Derrick De Kerkove parla, a tal proposito, di fenomeni di "vibrazione comune". L'arte, la cultura ed i media fanno da collante per la territorialità, agiscono sull'ambiente sociale e mentale creando nuovi e molteplici brain frame, architetture cognitive. Dall'analogico al digitale fino al glocale, la nostra cultura si situa ora nell'era delle reti, della webness (cfr. De Kerkove).

Le arti (al plurale) intrattengono un rapporto costitutivo con la comunicazione (dal verbo latino communico : mettere in comune, far partecipe, condividere, mettere insieme, partecipare a, essere parte di). Attraverso il pluralismo linguistico che li contraddistingue, i nuovi dispositivi tecnologici fanno sì che le persone si dischiudano all'idea di mondi "altri" la cui diffusione "omeopatica" spiana la strada verso l'era dell'im-pertinenza.

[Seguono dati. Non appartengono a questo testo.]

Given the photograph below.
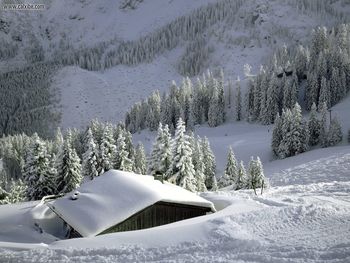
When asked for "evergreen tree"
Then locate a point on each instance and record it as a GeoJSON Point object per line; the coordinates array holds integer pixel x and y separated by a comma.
{"type": "Point", "coordinates": [238, 102]}
{"type": "Point", "coordinates": [272, 101]}
{"type": "Point", "coordinates": [68, 167]}
{"type": "Point", "coordinates": [166, 153]}
{"type": "Point", "coordinates": [90, 166]}
{"type": "Point", "coordinates": [156, 157]}
{"type": "Point", "coordinates": [256, 175]}
{"type": "Point", "coordinates": [209, 163]}
{"type": "Point", "coordinates": [242, 180]}
{"type": "Point", "coordinates": [58, 141]}
{"type": "Point", "coordinates": [107, 149]}
{"type": "Point", "coordinates": [199, 165]}
{"type": "Point", "coordinates": [140, 163]}
{"type": "Point", "coordinates": [323, 125]}
{"type": "Point", "coordinates": [314, 126]}
{"type": "Point", "coordinates": [38, 175]}
{"type": "Point", "coordinates": [16, 194]}
{"type": "Point", "coordinates": [277, 135]}
{"type": "Point", "coordinates": [214, 109]}
{"type": "Point", "coordinates": [182, 164]}
{"type": "Point", "coordinates": [325, 95]}
{"type": "Point", "coordinates": [122, 161]}
{"type": "Point", "coordinates": [311, 90]}
{"type": "Point", "coordinates": [153, 114]}
{"type": "Point", "coordinates": [231, 171]}
{"type": "Point", "coordinates": [335, 134]}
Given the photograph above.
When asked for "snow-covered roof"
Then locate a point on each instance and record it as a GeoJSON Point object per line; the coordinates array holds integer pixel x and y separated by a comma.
{"type": "Point", "coordinates": [115, 196]}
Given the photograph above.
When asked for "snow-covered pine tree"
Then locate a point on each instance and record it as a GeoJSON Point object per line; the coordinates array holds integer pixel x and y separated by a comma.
{"type": "Point", "coordinates": [272, 101]}
{"type": "Point", "coordinates": [166, 154]}
{"type": "Point", "coordinates": [231, 171]}
{"type": "Point", "coordinates": [285, 144]}
{"type": "Point", "coordinates": [314, 126]}
{"type": "Point", "coordinates": [155, 158]}
{"type": "Point", "coordinates": [311, 90]}
{"type": "Point", "coordinates": [38, 175]}
{"type": "Point", "coordinates": [17, 193]}
{"type": "Point", "coordinates": [277, 135]}
{"type": "Point", "coordinates": [299, 133]}
{"type": "Point", "coordinates": [184, 173]}
{"type": "Point", "coordinates": [140, 163]}
{"type": "Point", "coordinates": [256, 175]}
{"type": "Point", "coordinates": [238, 104]}
{"type": "Point", "coordinates": [325, 95]}
{"type": "Point", "coordinates": [97, 129]}
{"type": "Point", "coordinates": [199, 165]}
{"type": "Point", "coordinates": [209, 163]}
{"type": "Point", "coordinates": [91, 163]}
{"type": "Point", "coordinates": [107, 149]}
{"type": "Point", "coordinates": [122, 161]}
{"type": "Point", "coordinates": [323, 125]}
{"type": "Point", "coordinates": [335, 134]}
{"type": "Point", "coordinates": [153, 113]}
{"type": "Point", "coordinates": [129, 146]}
{"type": "Point", "coordinates": [242, 180]}
{"type": "Point", "coordinates": [68, 167]}
{"type": "Point", "coordinates": [58, 141]}
{"type": "Point", "coordinates": [335, 86]}
{"type": "Point", "coordinates": [214, 107]}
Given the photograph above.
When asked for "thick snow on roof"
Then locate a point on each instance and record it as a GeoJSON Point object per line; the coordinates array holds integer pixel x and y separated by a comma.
{"type": "Point", "coordinates": [115, 196]}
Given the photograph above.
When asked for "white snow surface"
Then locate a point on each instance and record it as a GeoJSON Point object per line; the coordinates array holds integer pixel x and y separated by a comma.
{"type": "Point", "coordinates": [303, 217]}
{"type": "Point", "coordinates": [115, 196]}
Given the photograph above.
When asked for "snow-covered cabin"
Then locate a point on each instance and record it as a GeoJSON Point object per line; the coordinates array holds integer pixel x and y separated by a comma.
{"type": "Point", "coordinates": [121, 201]}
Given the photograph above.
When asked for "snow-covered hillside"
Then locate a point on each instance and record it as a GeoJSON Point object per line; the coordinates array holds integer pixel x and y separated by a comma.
{"type": "Point", "coordinates": [250, 36]}
{"type": "Point", "coordinates": [304, 219]}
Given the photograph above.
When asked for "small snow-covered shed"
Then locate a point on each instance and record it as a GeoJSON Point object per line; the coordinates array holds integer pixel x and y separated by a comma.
{"type": "Point", "coordinates": [120, 201]}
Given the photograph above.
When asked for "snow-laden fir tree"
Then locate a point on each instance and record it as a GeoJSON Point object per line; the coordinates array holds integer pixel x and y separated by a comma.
{"type": "Point", "coordinates": [90, 166]}
{"type": "Point", "coordinates": [107, 149]}
{"type": "Point", "coordinates": [97, 129]}
{"type": "Point", "coordinates": [335, 134]}
{"type": "Point", "coordinates": [295, 137]}
{"type": "Point", "coordinates": [183, 170]}
{"type": "Point", "coordinates": [231, 171]}
{"type": "Point", "coordinates": [323, 125]}
{"type": "Point", "coordinates": [17, 193]}
{"type": "Point", "coordinates": [238, 104]}
{"type": "Point", "coordinates": [155, 158]}
{"type": "Point", "coordinates": [58, 141]}
{"type": "Point", "coordinates": [209, 163]}
{"type": "Point", "coordinates": [314, 126]}
{"type": "Point", "coordinates": [140, 162]}
{"type": "Point", "coordinates": [68, 167]}
{"type": "Point", "coordinates": [272, 101]}
{"type": "Point", "coordinates": [242, 180]}
{"type": "Point", "coordinates": [38, 175]}
{"type": "Point", "coordinates": [165, 152]}
{"type": "Point", "coordinates": [153, 113]}
{"type": "Point", "coordinates": [299, 132]}
{"type": "Point", "coordinates": [122, 161]}
{"type": "Point", "coordinates": [325, 95]}
{"type": "Point", "coordinates": [277, 135]}
{"type": "Point", "coordinates": [256, 175]}
{"type": "Point", "coordinates": [199, 166]}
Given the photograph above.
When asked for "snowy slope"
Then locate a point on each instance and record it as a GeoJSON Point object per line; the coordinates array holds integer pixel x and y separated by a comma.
{"type": "Point", "coordinates": [108, 95]}
{"type": "Point", "coordinates": [306, 221]}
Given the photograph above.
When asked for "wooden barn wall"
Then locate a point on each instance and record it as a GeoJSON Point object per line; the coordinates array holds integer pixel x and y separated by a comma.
{"type": "Point", "coordinates": [160, 213]}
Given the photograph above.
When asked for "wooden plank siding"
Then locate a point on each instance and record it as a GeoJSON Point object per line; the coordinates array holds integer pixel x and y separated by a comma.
{"type": "Point", "coordinates": [158, 214]}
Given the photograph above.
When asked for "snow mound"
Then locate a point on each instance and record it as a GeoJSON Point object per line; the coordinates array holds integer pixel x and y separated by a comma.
{"type": "Point", "coordinates": [115, 196]}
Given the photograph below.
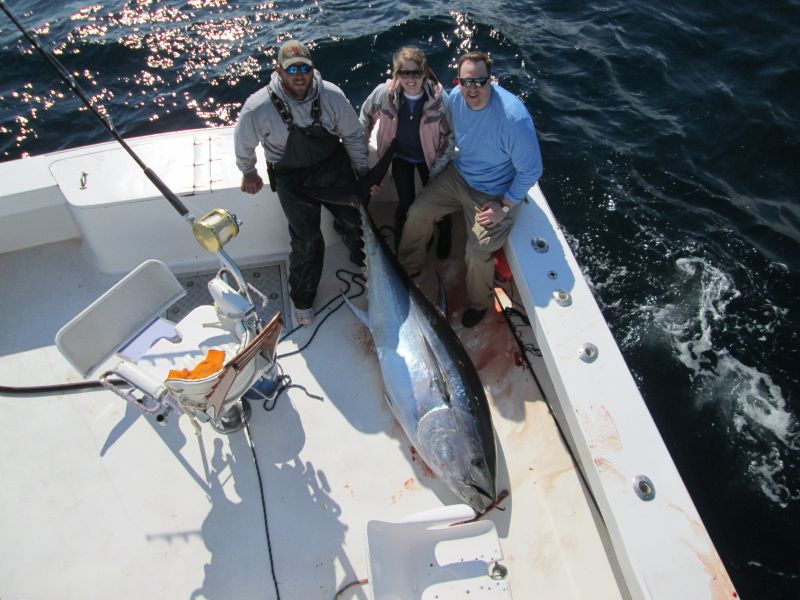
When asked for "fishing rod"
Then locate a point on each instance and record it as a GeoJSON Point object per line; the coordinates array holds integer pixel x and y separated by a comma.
{"type": "Point", "coordinates": [212, 231]}
{"type": "Point", "coordinates": [104, 119]}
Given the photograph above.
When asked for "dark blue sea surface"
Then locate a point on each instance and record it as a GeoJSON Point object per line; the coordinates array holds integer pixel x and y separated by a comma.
{"type": "Point", "coordinates": [671, 139]}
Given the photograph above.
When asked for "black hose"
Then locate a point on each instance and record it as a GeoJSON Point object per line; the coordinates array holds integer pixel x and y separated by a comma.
{"type": "Point", "coordinates": [74, 386]}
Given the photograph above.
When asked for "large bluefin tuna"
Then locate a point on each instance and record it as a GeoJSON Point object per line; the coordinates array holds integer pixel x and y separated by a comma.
{"type": "Point", "coordinates": [431, 384]}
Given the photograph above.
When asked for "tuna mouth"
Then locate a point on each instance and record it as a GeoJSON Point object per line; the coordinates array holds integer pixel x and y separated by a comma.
{"type": "Point", "coordinates": [482, 492]}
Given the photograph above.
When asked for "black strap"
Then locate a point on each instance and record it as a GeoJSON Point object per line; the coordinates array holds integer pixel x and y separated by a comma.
{"type": "Point", "coordinates": [286, 114]}
{"type": "Point", "coordinates": [283, 109]}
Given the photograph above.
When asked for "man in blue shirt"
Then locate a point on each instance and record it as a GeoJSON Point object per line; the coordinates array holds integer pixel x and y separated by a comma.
{"type": "Point", "coordinates": [497, 162]}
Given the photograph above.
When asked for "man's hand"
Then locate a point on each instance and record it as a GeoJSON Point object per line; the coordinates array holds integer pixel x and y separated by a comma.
{"type": "Point", "coordinates": [490, 215]}
{"type": "Point", "coordinates": [252, 183]}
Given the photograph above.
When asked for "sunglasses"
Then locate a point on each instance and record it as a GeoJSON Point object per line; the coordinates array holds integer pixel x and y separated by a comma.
{"type": "Point", "coordinates": [295, 69]}
{"type": "Point", "coordinates": [472, 81]}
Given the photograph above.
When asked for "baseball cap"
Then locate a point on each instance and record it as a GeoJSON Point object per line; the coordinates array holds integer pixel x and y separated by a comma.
{"type": "Point", "coordinates": [292, 53]}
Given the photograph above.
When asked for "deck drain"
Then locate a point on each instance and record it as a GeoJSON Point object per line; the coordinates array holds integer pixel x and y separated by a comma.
{"type": "Point", "coordinates": [644, 488]}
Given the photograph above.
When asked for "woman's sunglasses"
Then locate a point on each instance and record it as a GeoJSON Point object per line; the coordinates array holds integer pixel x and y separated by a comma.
{"type": "Point", "coordinates": [412, 73]}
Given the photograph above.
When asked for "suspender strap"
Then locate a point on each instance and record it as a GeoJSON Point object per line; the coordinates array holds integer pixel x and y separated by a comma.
{"type": "Point", "coordinates": [286, 114]}
{"type": "Point", "coordinates": [316, 111]}
{"type": "Point", "coordinates": [283, 110]}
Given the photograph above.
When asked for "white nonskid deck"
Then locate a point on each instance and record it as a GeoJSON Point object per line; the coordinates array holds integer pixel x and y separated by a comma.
{"type": "Point", "coordinates": [110, 504]}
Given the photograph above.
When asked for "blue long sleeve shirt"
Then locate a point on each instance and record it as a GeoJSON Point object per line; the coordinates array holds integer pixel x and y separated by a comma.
{"type": "Point", "coordinates": [497, 149]}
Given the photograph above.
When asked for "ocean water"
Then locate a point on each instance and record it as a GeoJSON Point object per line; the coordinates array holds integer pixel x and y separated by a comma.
{"type": "Point", "coordinates": [671, 138]}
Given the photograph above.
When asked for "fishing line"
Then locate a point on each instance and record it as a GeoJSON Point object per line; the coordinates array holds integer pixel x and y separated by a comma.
{"type": "Point", "coordinates": [249, 438]}
{"type": "Point", "coordinates": [355, 278]}
{"type": "Point", "coordinates": [105, 119]}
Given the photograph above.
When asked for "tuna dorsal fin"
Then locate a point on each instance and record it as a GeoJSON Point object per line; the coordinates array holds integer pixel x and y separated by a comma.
{"type": "Point", "coordinates": [357, 312]}
{"type": "Point", "coordinates": [437, 377]}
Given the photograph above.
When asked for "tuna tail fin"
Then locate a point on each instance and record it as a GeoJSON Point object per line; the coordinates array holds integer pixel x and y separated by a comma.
{"type": "Point", "coordinates": [358, 193]}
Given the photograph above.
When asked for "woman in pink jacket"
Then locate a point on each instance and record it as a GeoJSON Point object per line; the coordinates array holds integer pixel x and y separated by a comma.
{"type": "Point", "coordinates": [412, 109]}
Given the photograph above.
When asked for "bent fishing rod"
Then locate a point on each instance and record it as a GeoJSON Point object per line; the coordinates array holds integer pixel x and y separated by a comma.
{"type": "Point", "coordinates": [104, 119]}
{"type": "Point", "coordinates": [212, 231]}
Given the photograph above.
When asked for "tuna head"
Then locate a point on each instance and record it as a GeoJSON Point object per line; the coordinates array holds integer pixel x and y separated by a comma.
{"type": "Point", "coordinates": [451, 444]}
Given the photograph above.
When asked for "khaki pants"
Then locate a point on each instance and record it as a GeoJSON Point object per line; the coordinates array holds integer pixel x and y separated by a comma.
{"type": "Point", "coordinates": [446, 194]}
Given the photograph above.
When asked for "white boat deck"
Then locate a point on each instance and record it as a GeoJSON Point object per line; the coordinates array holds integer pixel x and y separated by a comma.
{"type": "Point", "coordinates": [110, 504]}
{"type": "Point", "coordinates": [98, 501]}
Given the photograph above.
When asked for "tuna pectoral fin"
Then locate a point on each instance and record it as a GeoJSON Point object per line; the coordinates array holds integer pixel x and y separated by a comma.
{"type": "Point", "coordinates": [437, 378]}
{"type": "Point", "coordinates": [359, 314]}
{"type": "Point", "coordinates": [358, 193]}
{"type": "Point", "coordinates": [441, 302]}
{"type": "Point", "coordinates": [375, 175]}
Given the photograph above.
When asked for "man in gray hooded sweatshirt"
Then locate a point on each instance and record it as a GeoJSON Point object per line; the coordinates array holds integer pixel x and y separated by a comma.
{"type": "Point", "coordinates": [311, 137]}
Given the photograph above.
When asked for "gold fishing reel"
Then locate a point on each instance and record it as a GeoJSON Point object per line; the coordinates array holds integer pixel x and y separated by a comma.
{"type": "Point", "coordinates": [215, 229]}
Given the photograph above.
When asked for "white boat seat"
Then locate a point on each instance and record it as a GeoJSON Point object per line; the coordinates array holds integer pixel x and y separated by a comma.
{"type": "Point", "coordinates": [119, 316]}
{"type": "Point", "coordinates": [199, 331]}
{"type": "Point", "coordinates": [426, 556]}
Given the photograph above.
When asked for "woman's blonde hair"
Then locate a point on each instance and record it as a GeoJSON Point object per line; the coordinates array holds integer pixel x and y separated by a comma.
{"type": "Point", "coordinates": [415, 55]}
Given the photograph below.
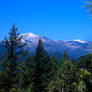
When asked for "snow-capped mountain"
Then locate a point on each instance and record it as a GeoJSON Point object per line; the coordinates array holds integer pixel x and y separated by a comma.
{"type": "Point", "coordinates": [75, 48]}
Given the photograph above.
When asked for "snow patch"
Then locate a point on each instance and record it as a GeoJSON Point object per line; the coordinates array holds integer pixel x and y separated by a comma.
{"type": "Point", "coordinates": [80, 41]}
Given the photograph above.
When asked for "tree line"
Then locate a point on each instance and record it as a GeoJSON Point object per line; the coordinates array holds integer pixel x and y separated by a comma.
{"type": "Point", "coordinates": [22, 72]}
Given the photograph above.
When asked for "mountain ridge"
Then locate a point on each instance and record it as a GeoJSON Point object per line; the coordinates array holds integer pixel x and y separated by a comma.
{"type": "Point", "coordinates": [75, 48]}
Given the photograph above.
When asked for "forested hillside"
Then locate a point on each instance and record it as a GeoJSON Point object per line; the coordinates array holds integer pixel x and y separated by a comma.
{"type": "Point", "coordinates": [22, 72]}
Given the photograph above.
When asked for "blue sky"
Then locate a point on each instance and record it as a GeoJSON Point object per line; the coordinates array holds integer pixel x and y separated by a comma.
{"type": "Point", "coordinates": [55, 19]}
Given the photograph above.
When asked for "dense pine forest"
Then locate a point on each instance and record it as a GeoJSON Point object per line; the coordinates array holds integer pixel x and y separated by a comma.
{"type": "Point", "coordinates": [22, 72]}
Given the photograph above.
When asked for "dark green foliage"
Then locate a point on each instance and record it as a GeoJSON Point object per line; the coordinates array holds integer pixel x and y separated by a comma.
{"type": "Point", "coordinates": [14, 52]}
{"type": "Point", "coordinates": [21, 72]}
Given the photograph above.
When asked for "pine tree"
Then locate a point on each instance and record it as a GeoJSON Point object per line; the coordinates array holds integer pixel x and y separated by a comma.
{"type": "Point", "coordinates": [40, 68]}
{"type": "Point", "coordinates": [14, 55]}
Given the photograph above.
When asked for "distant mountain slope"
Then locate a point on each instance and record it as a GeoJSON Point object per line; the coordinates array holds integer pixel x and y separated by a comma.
{"type": "Point", "coordinates": [75, 48]}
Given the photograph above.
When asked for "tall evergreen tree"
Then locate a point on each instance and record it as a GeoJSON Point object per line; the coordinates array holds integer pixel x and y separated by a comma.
{"type": "Point", "coordinates": [14, 54]}
{"type": "Point", "coordinates": [40, 70]}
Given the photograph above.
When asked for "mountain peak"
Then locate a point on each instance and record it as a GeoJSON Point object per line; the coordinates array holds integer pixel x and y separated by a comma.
{"type": "Point", "coordinates": [30, 35]}
{"type": "Point", "coordinates": [80, 41]}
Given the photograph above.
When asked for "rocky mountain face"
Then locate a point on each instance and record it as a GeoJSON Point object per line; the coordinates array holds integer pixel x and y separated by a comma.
{"type": "Point", "coordinates": [74, 48]}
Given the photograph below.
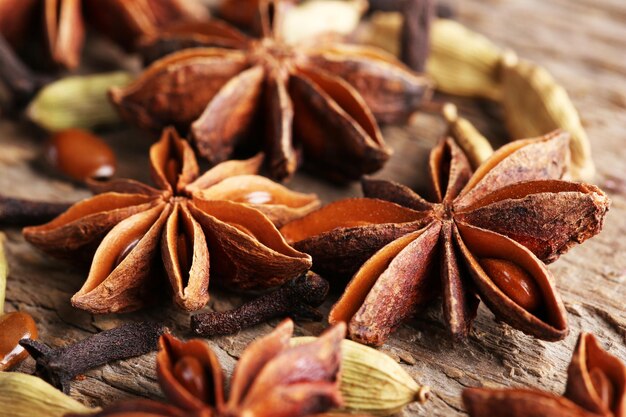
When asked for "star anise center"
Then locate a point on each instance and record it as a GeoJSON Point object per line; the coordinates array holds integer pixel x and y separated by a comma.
{"type": "Point", "coordinates": [272, 53]}
{"type": "Point", "coordinates": [443, 211]}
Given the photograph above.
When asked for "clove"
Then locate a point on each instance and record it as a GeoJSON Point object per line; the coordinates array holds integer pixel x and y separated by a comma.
{"type": "Point", "coordinates": [59, 366]}
{"type": "Point", "coordinates": [29, 212]}
{"type": "Point", "coordinates": [298, 297]}
{"type": "Point", "coordinates": [20, 80]}
{"type": "Point", "coordinates": [415, 36]}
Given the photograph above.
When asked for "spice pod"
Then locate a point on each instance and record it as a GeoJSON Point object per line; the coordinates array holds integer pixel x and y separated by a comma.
{"type": "Point", "coordinates": [463, 62]}
{"type": "Point", "coordinates": [77, 102]}
{"type": "Point", "coordinates": [24, 395]}
{"type": "Point", "coordinates": [535, 104]}
{"type": "Point", "coordinates": [372, 382]}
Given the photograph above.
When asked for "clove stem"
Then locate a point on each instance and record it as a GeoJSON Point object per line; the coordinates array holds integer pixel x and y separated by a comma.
{"type": "Point", "coordinates": [28, 212]}
{"type": "Point", "coordinates": [22, 82]}
{"type": "Point", "coordinates": [59, 366]}
{"type": "Point", "coordinates": [297, 297]}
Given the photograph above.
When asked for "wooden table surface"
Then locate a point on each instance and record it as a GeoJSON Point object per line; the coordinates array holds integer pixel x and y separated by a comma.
{"type": "Point", "coordinates": [582, 42]}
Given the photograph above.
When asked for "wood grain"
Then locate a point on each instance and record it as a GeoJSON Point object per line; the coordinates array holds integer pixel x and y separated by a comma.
{"type": "Point", "coordinates": [582, 42]}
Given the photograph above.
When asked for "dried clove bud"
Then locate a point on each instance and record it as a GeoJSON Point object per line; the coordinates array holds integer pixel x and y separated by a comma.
{"type": "Point", "coordinates": [415, 35]}
{"type": "Point", "coordinates": [59, 366]}
{"type": "Point", "coordinates": [29, 212]}
{"type": "Point", "coordinates": [20, 80]}
{"type": "Point", "coordinates": [298, 297]}
{"type": "Point", "coordinates": [13, 326]}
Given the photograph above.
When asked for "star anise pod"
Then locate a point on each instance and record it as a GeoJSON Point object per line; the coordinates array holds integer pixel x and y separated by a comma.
{"type": "Point", "coordinates": [483, 234]}
{"type": "Point", "coordinates": [596, 386]}
{"type": "Point", "coordinates": [264, 94]}
{"type": "Point", "coordinates": [64, 21]}
{"type": "Point", "coordinates": [271, 379]}
{"type": "Point", "coordinates": [220, 221]}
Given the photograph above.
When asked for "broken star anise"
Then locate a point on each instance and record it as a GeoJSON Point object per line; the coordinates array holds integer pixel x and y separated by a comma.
{"type": "Point", "coordinates": [483, 234]}
{"type": "Point", "coordinates": [321, 99]}
{"type": "Point", "coordinates": [63, 21]}
{"type": "Point", "coordinates": [596, 386]}
{"type": "Point", "coordinates": [219, 222]}
{"type": "Point", "coordinates": [271, 379]}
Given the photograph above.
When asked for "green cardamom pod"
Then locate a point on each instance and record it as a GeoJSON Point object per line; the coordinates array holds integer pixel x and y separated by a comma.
{"type": "Point", "coordinates": [79, 101]}
{"type": "Point", "coordinates": [372, 382]}
{"type": "Point", "coordinates": [23, 395]}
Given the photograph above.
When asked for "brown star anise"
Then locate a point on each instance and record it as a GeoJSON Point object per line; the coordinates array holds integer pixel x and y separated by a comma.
{"type": "Point", "coordinates": [63, 21]}
{"type": "Point", "coordinates": [483, 234]}
{"type": "Point", "coordinates": [271, 379]}
{"type": "Point", "coordinates": [596, 386]}
{"type": "Point", "coordinates": [220, 221]}
{"type": "Point", "coordinates": [262, 93]}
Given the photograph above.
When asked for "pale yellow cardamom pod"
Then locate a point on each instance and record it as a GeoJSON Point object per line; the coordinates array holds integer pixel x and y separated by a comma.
{"type": "Point", "coordinates": [474, 144]}
{"type": "Point", "coordinates": [535, 104]}
{"type": "Point", "coordinates": [372, 382]}
{"type": "Point", "coordinates": [463, 62]}
{"type": "Point", "coordinates": [4, 271]}
{"type": "Point", "coordinates": [79, 101]}
{"type": "Point", "coordinates": [23, 395]}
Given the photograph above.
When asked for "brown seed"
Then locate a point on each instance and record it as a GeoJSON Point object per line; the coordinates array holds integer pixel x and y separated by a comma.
{"type": "Point", "coordinates": [13, 328]}
{"type": "Point", "coordinates": [603, 386]}
{"type": "Point", "coordinates": [80, 155]}
{"type": "Point", "coordinates": [516, 283]}
{"type": "Point", "coordinates": [190, 373]}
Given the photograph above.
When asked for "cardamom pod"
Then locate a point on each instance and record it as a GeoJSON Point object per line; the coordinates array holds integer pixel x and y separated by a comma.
{"type": "Point", "coordinates": [463, 62]}
{"type": "Point", "coordinates": [535, 104]}
{"type": "Point", "coordinates": [23, 395]}
{"type": "Point", "coordinates": [4, 271]}
{"type": "Point", "coordinates": [79, 101]}
{"type": "Point", "coordinates": [372, 382]}
{"type": "Point", "coordinates": [473, 143]}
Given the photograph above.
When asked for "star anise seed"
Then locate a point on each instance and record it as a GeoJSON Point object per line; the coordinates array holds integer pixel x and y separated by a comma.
{"type": "Point", "coordinates": [221, 221]}
{"type": "Point", "coordinates": [483, 234]}
{"type": "Point", "coordinates": [264, 94]}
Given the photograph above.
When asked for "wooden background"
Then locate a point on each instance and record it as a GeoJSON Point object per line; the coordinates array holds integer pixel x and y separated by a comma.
{"type": "Point", "coordinates": [582, 42]}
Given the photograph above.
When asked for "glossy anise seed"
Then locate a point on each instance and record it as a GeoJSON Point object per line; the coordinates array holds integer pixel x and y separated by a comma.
{"type": "Point", "coordinates": [136, 229]}
{"type": "Point", "coordinates": [514, 282]}
{"type": "Point", "coordinates": [80, 155]}
{"type": "Point", "coordinates": [603, 386]}
{"type": "Point", "coordinates": [190, 373]}
{"type": "Point", "coordinates": [13, 328]}
{"type": "Point", "coordinates": [489, 232]}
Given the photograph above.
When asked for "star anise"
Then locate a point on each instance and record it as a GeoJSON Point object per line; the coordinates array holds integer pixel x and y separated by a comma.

Uno dei mondi possibili dell'impertinenza totale è Second Life, dove la fruizione è immediatamente e immancabilmente partecipazione. Vi si accede in prima persona (laddove il termine latino persona fa riferimento alla maschera) attraverso un avatar che non è rapresentamen [Charles Sanders Peirce, Semiotica, 1980], ma che fa da segno. Significante e significato coincidono senza rimandi altri. Baudrillard insegna: "Dio, l'Uomo, il Progresso, la Storia stessa muoiono a vantaggio del codice, la cui trascendenza muore a vantaggio dell'imminenza, dove quest'ultima corrisponde ad una fase ben più avanzata nella manipolazione vertiginosa del rapporto sociale" [Jean Baudrillard, Lo scambio simbolico e la morte, 1976].